Contractor, U.S. Geological Survey Pacific Coastal and Marine Science Center, Santa Cruz, CA, USA.
U.S. Geological Survey Pacific Coastal and Marine Science Center, Santa Cruz, CA, USA.
Sci Data. 2023 Jan 20;10(1):46. doi: 10.1038/s41597-023-01929-2.
The world's coastlines are spatially highly variable, coupled-human-natural systems that comprise a nested hierarchy of component landforms, ecosystems, and human interventions, each interacting over a range of space and time scales. Understanding and predicting coastline dynamics necessitates frequent observation from imaging sensors on remote sensing platforms.

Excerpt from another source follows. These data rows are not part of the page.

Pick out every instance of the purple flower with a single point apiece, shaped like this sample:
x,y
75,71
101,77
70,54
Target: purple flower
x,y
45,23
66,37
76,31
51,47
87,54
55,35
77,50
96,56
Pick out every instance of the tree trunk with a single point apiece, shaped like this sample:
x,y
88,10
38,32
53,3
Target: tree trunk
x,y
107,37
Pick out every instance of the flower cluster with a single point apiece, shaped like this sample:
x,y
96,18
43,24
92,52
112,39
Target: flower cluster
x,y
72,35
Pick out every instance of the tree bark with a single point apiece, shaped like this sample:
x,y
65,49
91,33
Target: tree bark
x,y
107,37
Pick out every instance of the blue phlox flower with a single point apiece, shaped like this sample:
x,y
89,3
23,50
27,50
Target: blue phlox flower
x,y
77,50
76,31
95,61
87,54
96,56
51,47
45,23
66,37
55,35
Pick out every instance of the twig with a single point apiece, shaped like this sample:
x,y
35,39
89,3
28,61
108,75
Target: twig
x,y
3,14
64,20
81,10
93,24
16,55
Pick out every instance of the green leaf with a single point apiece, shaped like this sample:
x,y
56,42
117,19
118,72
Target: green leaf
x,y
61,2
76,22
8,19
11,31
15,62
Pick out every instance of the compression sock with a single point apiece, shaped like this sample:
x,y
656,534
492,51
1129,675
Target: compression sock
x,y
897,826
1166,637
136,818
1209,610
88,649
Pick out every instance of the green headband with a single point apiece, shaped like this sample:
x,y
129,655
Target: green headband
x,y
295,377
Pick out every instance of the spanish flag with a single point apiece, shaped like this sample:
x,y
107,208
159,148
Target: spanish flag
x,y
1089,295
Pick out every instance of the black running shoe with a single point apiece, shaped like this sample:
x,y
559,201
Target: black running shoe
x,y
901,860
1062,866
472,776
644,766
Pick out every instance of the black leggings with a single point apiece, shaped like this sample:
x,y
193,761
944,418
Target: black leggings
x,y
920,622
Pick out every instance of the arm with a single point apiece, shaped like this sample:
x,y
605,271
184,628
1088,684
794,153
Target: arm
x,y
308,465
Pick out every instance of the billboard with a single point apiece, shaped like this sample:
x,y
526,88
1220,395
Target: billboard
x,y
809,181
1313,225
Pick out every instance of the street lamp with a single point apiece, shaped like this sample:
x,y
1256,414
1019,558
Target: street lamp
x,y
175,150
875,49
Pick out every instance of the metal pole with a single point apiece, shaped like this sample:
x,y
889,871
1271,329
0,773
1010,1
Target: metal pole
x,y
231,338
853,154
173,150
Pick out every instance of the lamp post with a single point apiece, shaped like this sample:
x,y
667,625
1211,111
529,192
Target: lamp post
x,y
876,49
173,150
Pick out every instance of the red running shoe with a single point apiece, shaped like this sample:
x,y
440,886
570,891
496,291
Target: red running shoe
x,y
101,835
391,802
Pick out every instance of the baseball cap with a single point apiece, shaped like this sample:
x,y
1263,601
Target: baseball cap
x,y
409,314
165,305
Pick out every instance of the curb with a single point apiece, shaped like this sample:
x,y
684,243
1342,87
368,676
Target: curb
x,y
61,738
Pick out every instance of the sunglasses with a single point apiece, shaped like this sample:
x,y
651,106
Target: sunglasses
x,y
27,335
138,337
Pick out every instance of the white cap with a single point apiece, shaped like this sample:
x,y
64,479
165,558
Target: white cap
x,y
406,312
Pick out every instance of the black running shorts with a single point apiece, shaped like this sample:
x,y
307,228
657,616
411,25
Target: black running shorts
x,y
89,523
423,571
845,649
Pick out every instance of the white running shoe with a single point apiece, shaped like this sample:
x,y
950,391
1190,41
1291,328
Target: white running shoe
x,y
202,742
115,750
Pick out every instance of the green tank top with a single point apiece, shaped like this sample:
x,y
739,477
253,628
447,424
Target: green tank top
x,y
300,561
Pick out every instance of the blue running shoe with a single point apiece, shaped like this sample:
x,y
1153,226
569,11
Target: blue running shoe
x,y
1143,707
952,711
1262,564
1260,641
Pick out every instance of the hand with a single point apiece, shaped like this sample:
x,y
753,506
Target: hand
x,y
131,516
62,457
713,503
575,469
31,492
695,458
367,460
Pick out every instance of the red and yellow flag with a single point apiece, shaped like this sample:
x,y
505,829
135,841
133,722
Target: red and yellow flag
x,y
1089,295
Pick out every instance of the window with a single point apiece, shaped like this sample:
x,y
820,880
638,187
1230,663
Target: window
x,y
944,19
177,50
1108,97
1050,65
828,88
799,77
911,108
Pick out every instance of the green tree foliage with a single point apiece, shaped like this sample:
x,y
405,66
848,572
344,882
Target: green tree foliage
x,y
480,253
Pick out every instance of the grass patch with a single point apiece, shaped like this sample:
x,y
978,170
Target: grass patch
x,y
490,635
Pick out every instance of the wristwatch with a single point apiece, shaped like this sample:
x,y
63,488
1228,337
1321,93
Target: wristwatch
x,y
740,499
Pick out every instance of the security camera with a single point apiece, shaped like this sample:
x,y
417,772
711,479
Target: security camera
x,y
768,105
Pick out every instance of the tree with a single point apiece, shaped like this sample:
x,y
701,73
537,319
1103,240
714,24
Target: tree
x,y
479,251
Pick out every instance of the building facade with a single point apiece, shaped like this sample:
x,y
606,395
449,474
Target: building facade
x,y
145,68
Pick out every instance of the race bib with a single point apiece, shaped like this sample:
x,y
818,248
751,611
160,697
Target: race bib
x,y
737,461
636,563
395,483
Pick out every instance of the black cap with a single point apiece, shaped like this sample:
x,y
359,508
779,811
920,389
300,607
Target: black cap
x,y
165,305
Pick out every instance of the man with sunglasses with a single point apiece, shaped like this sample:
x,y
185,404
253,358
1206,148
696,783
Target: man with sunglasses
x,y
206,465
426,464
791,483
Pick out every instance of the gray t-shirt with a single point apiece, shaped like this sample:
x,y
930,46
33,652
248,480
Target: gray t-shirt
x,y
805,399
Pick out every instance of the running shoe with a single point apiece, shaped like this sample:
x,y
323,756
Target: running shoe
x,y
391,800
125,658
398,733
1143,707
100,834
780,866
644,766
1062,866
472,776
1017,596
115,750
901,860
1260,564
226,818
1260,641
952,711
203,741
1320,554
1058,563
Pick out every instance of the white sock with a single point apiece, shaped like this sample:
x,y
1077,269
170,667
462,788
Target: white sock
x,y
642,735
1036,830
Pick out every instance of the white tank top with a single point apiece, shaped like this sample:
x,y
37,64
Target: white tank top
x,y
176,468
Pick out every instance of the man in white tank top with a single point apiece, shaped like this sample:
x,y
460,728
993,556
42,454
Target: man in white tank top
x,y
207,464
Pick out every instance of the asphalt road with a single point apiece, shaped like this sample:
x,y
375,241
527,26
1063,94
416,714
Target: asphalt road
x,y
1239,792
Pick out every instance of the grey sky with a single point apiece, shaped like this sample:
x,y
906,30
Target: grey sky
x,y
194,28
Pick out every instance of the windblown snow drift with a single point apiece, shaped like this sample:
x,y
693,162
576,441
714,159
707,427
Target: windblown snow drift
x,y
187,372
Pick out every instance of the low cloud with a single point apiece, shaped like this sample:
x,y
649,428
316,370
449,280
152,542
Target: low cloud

Machine Learning models that carry out supervised (i.e., human-guided) pixel-based classification, or image segmentation, have transformative applications in spatio-temporal mapping of dynamic environments, including transient coastal landforms, sediments, habitats, waterbodies, and water flows. However, these models require large and well-documented training and testing datasets consisting of labeled imagery. We describe "Coast Train," a multi-labeler dataset of orthomosaic and satellite images of coastal environments and corresponding labels. These data include imagery that are diverse in space and time, and contain 1.2 billion labeled pixels, representing over 3.6 million hectares. We use a human-in-the-loop tool especially designed for rapid and reproducible Earth surface image segmentation. Our approach permits image labeling by multiple labelers, in turn enabling quantification of pixel-level agreement over individual and collections of images.
世界海岸线是空间高度可变的、耦合人-自然的系统,由嵌套的地貌成分、生态系统和人类干预组成,每个成分在一定的时空范围内相互作用。理解和预测海岸线动态需要从遥感平台上的成像传感器进行频繁观测。执行监督(即人类指导)基于像素的分类或图像分割的机器学习模型,在包括瞬态海岸地貌、沉积物、栖息地、水体和水流在内的动态环境的时空映射中具有变革性的应用。然而,这些模型需要包含大量标记图像的大型且有充分记录的训练和测试数据集。我们描述了“海岸训练”,这是一个多标签的沿海环境正射影像和卫星图像以及相应标签的数据集。这些数据包括在空间和时间上多样化的图像,包含 12 亿个标记像素,代表超过 360 万公顷的面积。我们使用一种专门设计的、用于快速和可重复的地球表面图像分割的人机交互工具。我们的方法允许多个标注者对图像进行标注,从而能够量化单个和多个图像上的像素级一致性。